More than 35 years after the medical community first recognized acquired immunodeficiency syndrome (AIDS), the disease, and the human immunodeficiency virus (HIV), that causes it remain a serious global health challenge. HIV attacks the body’s immune system by destroying T cells and leaving the person susceptible to opportunistic infections or infection-related cancers, which signal that the patient has AIDS, the last stage of HIV infection.1 The most common mode of infection is through sexual contact, followed by blood-borne and mother-to-child transmission.2 Worldwide, 36.7 million people currently live with HIV/AIDS, but as of June 2016, only 18.2 million of those were regularly accessing antiretroviral therapy, the primary treatment for the still-incurable disease.3

These guidelines provide an overview of the current recommendations surrounding HIV/AIDS diagnosis, treatment, and complications.

Testing Recommendations
HIV testing and counseling is an essential first step in controlling the virus, but the World Health Organization (WHO) reports that only about half of people currently infected with HIV worldwide are aware of their status.4 This proportion is even lower among people in key at-risk populations, including men who have sex with men, people who inject drugs, people in prisons, sex workers, and transgender people. People in these groups tend to test late or have insufficient links from testing to care, meaning that their immune systems are already compromised when treatment is initiated.

The WHO guidelines emphasize some important components of successful HIV testing.4 First, counseling must be provided both before and after testing to provide accurate information about the potential test results, allowing the person to make informed choices. Even for people who test negative, counselors can offer helpful advice on safer sex and risk reduction.

Thanks to the advances in rapid HIV testing, screening can and should occur across multiple settings, including within community outreach efforts, healthcare provider offices, and clinics. Another development that could increase access is the availability of self-testing, which can be performed at home and requires physician follow-up in the event of a positive result. The test can be done at home in less than 20 minutes using either oral fluid or blood from a finger prick. In a statement announcing newly issued guidelines on self-testing, WHO Director Dr Margaret Chan said that self-testing “should open the door for many more people to know their HIV status and find out how to get treatment and access prevention services.”5

Self-testing could potentially be a key tool in helping to ensure confidentiality, one of the WHO’s essential "5 Cs" of HIV testing.

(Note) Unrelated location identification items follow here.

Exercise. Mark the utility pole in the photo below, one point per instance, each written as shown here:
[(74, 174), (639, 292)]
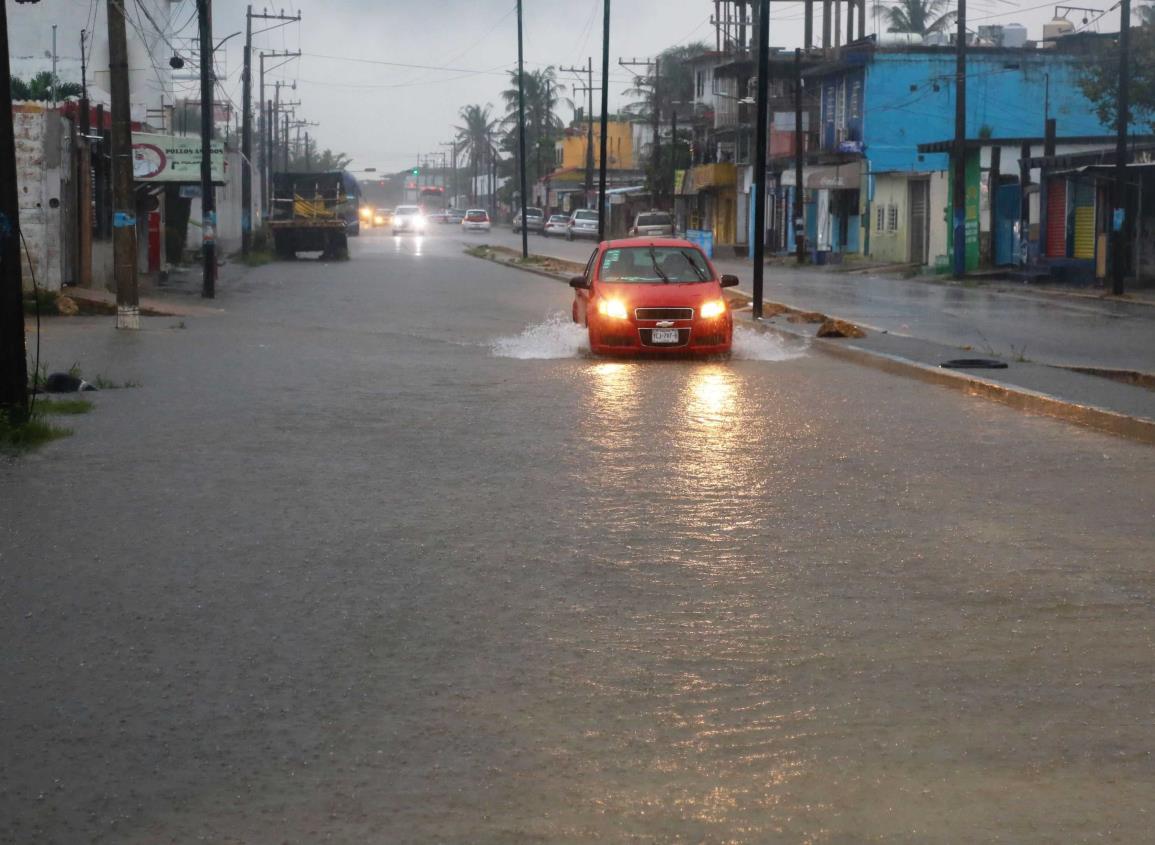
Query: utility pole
[(246, 133), (521, 133), (208, 191), (760, 141), (124, 201), (13, 353), (605, 118), (1120, 226), (799, 210), (84, 184), (959, 162)]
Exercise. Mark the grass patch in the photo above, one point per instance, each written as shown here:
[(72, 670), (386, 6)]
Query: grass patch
[(64, 406), (28, 434)]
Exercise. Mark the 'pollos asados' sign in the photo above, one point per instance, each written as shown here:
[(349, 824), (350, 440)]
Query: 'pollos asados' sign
[(173, 158)]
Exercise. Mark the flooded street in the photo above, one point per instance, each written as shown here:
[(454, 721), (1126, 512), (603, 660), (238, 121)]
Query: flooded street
[(386, 556)]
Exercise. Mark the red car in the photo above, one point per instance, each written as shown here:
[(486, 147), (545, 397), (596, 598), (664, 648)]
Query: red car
[(653, 296)]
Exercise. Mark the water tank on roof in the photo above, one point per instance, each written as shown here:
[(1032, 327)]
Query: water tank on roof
[(900, 39), (1057, 28), (1014, 35)]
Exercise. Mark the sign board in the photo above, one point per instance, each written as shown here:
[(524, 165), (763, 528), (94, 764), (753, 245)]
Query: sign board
[(173, 158)]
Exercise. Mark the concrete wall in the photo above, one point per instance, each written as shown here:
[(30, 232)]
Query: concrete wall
[(46, 193)]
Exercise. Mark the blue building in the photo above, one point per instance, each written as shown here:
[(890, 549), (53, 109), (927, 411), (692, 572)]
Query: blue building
[(870, 191)]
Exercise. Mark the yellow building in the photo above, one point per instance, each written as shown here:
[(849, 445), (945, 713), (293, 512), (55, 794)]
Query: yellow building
[(569, 152)]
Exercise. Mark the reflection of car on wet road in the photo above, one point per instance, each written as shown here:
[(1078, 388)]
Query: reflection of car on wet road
[(653, 296), (408, 218)]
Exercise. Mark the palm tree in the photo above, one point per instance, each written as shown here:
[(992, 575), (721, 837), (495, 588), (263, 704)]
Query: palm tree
[(542, 97), (39, 88), (918, 16), (475, 136)]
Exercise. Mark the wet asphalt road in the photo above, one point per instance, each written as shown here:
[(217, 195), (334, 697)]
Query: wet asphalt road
[(365, 561)]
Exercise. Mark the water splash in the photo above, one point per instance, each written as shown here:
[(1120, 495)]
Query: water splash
[(753, 345), (557, 337)]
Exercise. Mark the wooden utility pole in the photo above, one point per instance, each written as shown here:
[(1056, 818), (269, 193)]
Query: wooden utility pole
[(208, 191), (760, 143), (13, 354), (1120, 227), (959, 159), (124, 200), (605, 118)]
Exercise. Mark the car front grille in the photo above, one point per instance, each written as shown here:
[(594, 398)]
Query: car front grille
[(683, 338), (664, 313)]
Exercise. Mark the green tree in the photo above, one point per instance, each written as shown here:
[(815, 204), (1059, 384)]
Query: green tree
[(543, 95), (918, 16), (39, 88), (1100, 80), (475, 139)]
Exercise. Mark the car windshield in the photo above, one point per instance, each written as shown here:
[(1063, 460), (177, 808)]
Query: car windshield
[(653, 221), (654, 264)]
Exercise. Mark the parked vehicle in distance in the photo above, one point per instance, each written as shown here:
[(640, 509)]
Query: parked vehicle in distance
[(653, 224), (582, 224), (535, 219), (557, 224), (653, 297), (476, 219), (408, 218)]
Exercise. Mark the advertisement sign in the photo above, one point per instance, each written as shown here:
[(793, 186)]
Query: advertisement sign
[(173, 158)]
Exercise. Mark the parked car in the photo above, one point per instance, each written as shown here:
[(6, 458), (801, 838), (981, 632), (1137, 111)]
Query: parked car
[(557, 224), (535, 219), (653, 224), (582, 224), (408, 218), (476, 219), (653, 297)]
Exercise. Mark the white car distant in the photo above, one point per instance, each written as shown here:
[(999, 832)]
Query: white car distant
[(476, 219), (408, 218)]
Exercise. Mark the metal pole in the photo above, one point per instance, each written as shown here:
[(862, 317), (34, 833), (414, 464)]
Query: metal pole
[(208, 195), (799, 209), (13, 353), (1120, 225), (124, 200), (246, 140), (959, 163), (605, 118), (521, 133), (760, 141)]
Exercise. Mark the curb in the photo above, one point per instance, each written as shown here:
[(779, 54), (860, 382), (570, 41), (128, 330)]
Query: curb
[(1022, 398)]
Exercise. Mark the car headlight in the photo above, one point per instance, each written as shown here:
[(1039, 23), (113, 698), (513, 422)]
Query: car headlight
[(713, 308), (613, 308)]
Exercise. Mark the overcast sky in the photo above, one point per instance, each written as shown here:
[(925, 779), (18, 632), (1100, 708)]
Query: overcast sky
[(385, 79), (385, 116)]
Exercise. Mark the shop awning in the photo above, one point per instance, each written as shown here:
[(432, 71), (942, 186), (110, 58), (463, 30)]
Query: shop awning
[(835, 177)]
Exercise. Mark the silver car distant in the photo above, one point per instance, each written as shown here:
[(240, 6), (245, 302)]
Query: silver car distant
[(582, 224), (557, 224), (653, 224), (476, 219)]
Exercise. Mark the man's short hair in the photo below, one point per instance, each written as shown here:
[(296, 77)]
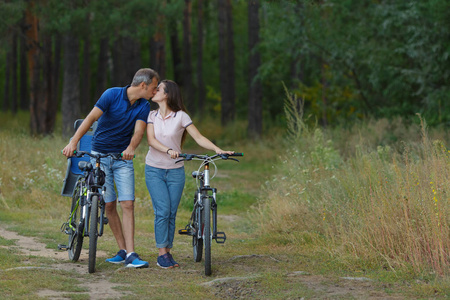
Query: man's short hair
[(144, 75)]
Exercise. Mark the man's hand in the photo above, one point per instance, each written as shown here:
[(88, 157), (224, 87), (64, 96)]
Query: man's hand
[(128, 154), (69, 149)]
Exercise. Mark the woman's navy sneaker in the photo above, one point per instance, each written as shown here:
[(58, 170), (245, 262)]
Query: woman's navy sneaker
[(119, 258), (174, 263), (164, 262), (133, 261)]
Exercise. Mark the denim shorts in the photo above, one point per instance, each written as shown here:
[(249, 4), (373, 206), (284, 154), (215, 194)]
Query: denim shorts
[(120, 172)]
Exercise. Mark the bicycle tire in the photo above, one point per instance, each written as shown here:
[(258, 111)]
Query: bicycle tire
[(76, 234), (207, 234), (93, 233), (197, 243)]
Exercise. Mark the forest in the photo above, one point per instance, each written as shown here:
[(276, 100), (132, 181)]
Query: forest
[(234, 59)]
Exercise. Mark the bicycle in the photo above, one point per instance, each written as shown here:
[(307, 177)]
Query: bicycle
[(87, 199), (202, 225)]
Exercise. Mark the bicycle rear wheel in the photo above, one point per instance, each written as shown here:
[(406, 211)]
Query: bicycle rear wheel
[(197, 243), (93, 233), (207, 234), (76, 233)]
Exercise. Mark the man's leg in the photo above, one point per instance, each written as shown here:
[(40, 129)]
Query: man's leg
[(124, 179), (128, 225)]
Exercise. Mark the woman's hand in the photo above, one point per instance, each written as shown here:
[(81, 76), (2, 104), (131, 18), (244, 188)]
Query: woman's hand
[(173, 154), (220, 151)]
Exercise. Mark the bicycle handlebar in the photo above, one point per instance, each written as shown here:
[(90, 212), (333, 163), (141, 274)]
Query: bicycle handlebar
[(113, 155), (225, 156)]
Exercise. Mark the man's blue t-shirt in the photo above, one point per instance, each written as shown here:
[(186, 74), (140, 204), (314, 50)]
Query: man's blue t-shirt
[(116, 125)]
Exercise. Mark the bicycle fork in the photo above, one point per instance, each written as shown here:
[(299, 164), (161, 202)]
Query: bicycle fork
[(220, 237)]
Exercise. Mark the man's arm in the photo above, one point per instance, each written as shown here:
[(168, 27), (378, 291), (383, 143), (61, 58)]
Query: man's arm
[(93, 116), (139, 129)]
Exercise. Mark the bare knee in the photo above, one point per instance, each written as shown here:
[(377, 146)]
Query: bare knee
[(111, 208), (127, 205)]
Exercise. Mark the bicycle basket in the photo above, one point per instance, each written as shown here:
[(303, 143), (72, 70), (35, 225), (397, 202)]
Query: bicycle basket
[(101, 178)]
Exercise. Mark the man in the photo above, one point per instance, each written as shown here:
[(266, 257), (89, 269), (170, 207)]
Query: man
[(120, 112)]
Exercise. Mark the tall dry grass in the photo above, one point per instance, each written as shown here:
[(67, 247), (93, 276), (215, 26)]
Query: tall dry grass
[(380, 205)]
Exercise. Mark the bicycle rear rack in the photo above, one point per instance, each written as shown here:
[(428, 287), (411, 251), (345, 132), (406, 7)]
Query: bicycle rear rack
[(220, 237)]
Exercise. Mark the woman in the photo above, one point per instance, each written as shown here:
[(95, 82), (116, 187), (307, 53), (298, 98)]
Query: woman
[(166, 131)]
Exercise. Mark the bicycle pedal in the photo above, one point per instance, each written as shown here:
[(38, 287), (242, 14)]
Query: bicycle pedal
[(220, 237), (63, 247), (65, 228), (184, 232)]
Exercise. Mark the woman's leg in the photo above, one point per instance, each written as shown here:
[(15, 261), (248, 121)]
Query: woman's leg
[(175, 183), (159, 192)]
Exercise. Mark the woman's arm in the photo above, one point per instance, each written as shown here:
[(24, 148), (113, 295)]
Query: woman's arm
[(203, 141), (154, 143)]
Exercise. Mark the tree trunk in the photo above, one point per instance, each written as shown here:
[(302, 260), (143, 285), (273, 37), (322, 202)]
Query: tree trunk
[(157, 48), (85, 88), (226, 61), (14, 75), (175, 51), (126, 59), (50, 104), (56, 69), (201, 92), (230, 108), (255, 92), (24, 91), (70, 106), (37, 119), (102, 70), (7, 90), (188, 88)]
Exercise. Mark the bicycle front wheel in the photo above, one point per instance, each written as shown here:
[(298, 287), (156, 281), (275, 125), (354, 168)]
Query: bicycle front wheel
[(93, 233), (197, 243), (76, 228), (207, 234)]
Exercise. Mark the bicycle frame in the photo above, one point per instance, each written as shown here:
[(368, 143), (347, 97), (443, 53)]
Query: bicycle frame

The others are consent, counseling, correct test results, and connections to treatment. Counseling and confidentiality are especially important for adolescents, who should be able to obtain testing without parental knowledge and should be supported in their decision on whether to disclose positive HIV status.4

Laboratory Testing
The CDC guidelines on laboratory testing for the diagnosis of HIV were updated in 2014 after years of literature review. To summarize the new algorithm, testing of serum or plasma should begin “with a combination immunoassay that detects HIV-1 and HIV-1 antibodies and HIV-1 p24 antigen. All specimens reactive on this initial assay undergo supplemental testing with an immunoassay that differentiates HIV-1 from HIV-2 antibodies. Specimens that are reactive on the initial immunoassay and nonreactive or indeterminate on the antibody differentiation assay proceed to HIV-1 nucleic acid testing for resolution.”6

If a positive test result occurs after this recommended algorithm, the patient will then undergo further testing, including HIV-1 viral load, CD4+ T-lymphocyte determination, and an antiretroviral resistance assay, to determine the stage of the disease and help select an appropriate treatment regimen.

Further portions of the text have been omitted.